The Romans called the midsummer period dies caniculares – or “days of the dog.”
This refers to the prominence of the constellation Canis Major, or the Greater Dog, in the night sky. The biggest star in the complex is named Sirius, also known as the Dog Star. It is the brightest star we see.
Can Money Buy You Happiness?
That out of the way, we return to wondering about money.
Not that we care especially about money. We are more interested in what it represents… and how it helps us understand the world we live in.
Money establishes a relationship between people. One owes. One is owed. One can buy. One must sell. One employs. Another is employed.
You don’t really need much to live. Food, clothing, shelter, a WiFi connection. After you have the basics everything else is no longer about survival. It’s about status: the relationship between you and your fellow men.
Here in the French countryside, we were sitting on the veranda thinking…
“You don’t really need much to live well,” we explained to the children (who have come for a couple of weeks of vacation).
“All you need is a nice country house… and with a well-stocked wine cellar.

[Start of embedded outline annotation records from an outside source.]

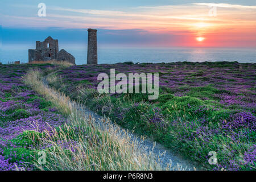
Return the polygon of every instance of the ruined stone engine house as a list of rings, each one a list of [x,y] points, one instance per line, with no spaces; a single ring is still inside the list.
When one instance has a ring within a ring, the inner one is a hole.
[[[36,41],[35,49],[28,49],[29,63],[52,60],[65,61],[75,64],[75,57],[64,49],[59,51],[58,40],[51,36],[43,42]]]

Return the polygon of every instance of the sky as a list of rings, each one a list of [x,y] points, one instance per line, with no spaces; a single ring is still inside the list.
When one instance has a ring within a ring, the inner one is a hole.
[[[38,7],[46,5],[46,16]],[[256,47],[256,1],[1,0],[2,43],[30,44],[48,36],[115,46]]]

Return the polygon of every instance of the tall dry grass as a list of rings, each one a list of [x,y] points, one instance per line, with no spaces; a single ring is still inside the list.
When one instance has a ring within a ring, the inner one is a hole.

“And a good garden. You need homegrown food to eat. So you need a gardener… at least part-time… and a good cook.
“Yes, you don’t need much.”
It takes more than money to live well. You could live much better than most people live… on little money. Just get a quaint cottage in West Virginia. Plant a nice garden. And learn to cook!

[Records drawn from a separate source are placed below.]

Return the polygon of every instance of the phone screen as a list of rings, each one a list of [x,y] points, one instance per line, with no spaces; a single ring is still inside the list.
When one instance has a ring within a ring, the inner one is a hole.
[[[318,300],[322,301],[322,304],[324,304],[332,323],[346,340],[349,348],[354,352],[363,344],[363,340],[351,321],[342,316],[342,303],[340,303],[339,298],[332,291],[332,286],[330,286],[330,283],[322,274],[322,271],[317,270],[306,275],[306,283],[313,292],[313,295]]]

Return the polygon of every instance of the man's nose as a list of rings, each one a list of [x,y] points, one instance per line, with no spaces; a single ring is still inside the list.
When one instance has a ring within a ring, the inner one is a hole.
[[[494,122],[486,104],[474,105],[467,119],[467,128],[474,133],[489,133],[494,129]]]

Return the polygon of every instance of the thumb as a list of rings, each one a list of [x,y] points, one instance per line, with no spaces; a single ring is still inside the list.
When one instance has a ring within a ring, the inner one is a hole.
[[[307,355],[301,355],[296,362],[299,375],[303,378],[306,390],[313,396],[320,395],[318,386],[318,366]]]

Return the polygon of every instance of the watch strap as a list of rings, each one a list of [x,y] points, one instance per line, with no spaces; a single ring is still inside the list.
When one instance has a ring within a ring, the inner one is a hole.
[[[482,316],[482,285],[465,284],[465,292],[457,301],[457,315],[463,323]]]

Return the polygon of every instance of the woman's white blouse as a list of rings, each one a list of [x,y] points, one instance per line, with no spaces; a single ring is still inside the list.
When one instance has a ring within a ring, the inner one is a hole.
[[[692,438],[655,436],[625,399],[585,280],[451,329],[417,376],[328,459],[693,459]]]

But most people figure they need more money. They want large suburban houses, sleek automobiles, mobile phones and big-screen TVs… not to mention health insurance.
You can buy that sort of stuff by getting a job that pays well. But why do so many jobs pay so poorly? Here’s James Surowiecki in The New Yorker:
In inflation-adjusted terms, the minimum wage, though higher than it was a decade ago, is still well below its 1968 peak (when it was worth about $10.70 an hour in today’s dollars), and it’s still poverty-level pay.
To make matters worse, most fast-food and retail work is part-time, and the weak job market has eroded what little bargaining power low-wage workers had: Their earnings actually fell between 2009 and last year, according to the National Employment Law Project.
As a recent study by the economists John Schmitt and Janelle Jones has shown, low-wage workers are older and better educated than ever. More important, more of them are relying on their paychecks not for pin money or to pay for Friday-night dates but, rather, to support families.
Forty years ago, there was no expectation that fast-food or discount-retail jobs would provide a living wage, because these were not jobs that, in the main, adult heads of household did. Today, low-wage workers provide 46% of their family’s income. It is that change which is driving the demand for higher pay.
Surowiecki almost always misunderstands things. Years ago, he wrote an article on gold, pointing out that gold prices go up and down. He concluded that this made gold no better for preserving wealth than any other investment.
But Surowiecki missed the point. Although the gold price goes up and down, gold never goes away and always has value. Shares in Kodak don’t. More importantly, gold keeps an economy honest… and productive.
Until 1971, when President Nixon took the US off the gold standard, America’s largest employers were companies that made things. In Baltimore, the General Motors assembly plant and Beth Steel at Sparrows Point could afford to pay high wages, because they were very productive.
Say’s law: You buy products with products. If you want to buy stuff, in other words, you’ve got to produce stuff.
But after 1971, the new money system changed the nature of the US economy.
The Nirvana of Rising Prices
Today’s largest employers don’t make stuff. They are low-margin businesses in the service sector, retailers and fast-food chains. As Surowiecki points out, they can’t afford much higher wages.
What then is the solution to low-paying service-sector jobs? Tax credits, he says. And national infrastructure projects: new highways, bridges, tunnels, airports and so forth. A higher minimum wage. “And we really need the economy to grow faster.”
And get this: “You have to get consumers to accept significantly higher, and steadily rising, prices.”
How are people who don’t earn much going to be able to pay higher prices? No explanation given. No mention of making things. No mention of productivity or investment.
It is amazing how little thinking goes into this sort of claptrap. It wouldn’t take Surowiecki long to realize that higher wages do not get you anywhere if prices rise too.
What you really need is higher productivity. How do you get that? You need to save money (rather than spend it) and invest in things that produce more – providing the profits necessary to pay more to the people who produce it.
Really. Is that so difficult to understand?
For the last 42 years, the feds have encouraged Americans to spend their money, rather than save it. And they’ve encouraged people to buy things made by foreigners, rather than make things themselves.
This was the consequence (perhaps unintended) of Tricky Dicky’s pure paper money system. When you can print up pieces of paper… and call it “money”… you don’t need to make things! You can just go straight out and buy them!
The irony is that taking gold out of America’s money system led to the very problems – low wages in the service sector – that Surowiecki is now trying to solve.